Re: [OPE-L] Althusser

From: Jerry Levy (Gerald_A_Levy@MSN.COM)
Date: Sun Feb 11 2007 - 12:37:32 EST

>  Althusser himself did very little empirical research,
> if any, as far as I know. He was more a student of the "history of ideas".
> I  think E.P. Thompson's reply to Althusser ("The Poverty of Theory")
> was quite  good. Perry Anderson promoted Althusser in England as a sort
> of antidote to narrowminded empiricism. But instead, what you got was
> mostly a rarified theoreticism."

Hi Jurriaan:

I was going to let the matter drop, but  since Paul C offered a brief reply,
I'll add a couple of cents as well. Whether Althusser did or did not do
much empirical research, I think there are plenty of examples of
Althusserians doing empirical research / historical analysis / class, race
and gender analysis / conjunctural studies.

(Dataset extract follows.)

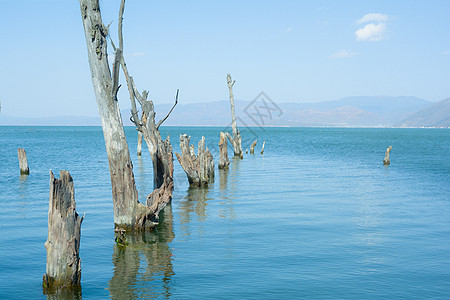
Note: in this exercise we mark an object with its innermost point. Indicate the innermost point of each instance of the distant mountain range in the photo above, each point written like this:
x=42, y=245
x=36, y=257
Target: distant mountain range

The _contemporary_
Althusserian tradition (as, for instance, exemplified by many of the
articles in _Rethinking Marxism_) can not be described as "rarified
theoreticism".    One only has to look at Rick Wolff's recent writings
(see _MRZine_ for some short pieces) to see that.  The issue, as I
understand it, is not _whether_ empirical research should be done, but
_how_ it should be done.  The Althusserian concept of overdetermination
could be used, for instance, to highlight some problems with which analysts
from some other theoretical perspectives go about doing empirical, including
historical, research.

There are also a whole host of others who have been influenced by
Althusserianism -- on this list, for example, Allin, Paul C, and Paul Z
come to mind.  You can agree or disagree with what they've written,
but I think it's only fair to note that  _in practice_ they recognized the
importance of  empirical research.

You don't have to be an Althusserian to recognize the above.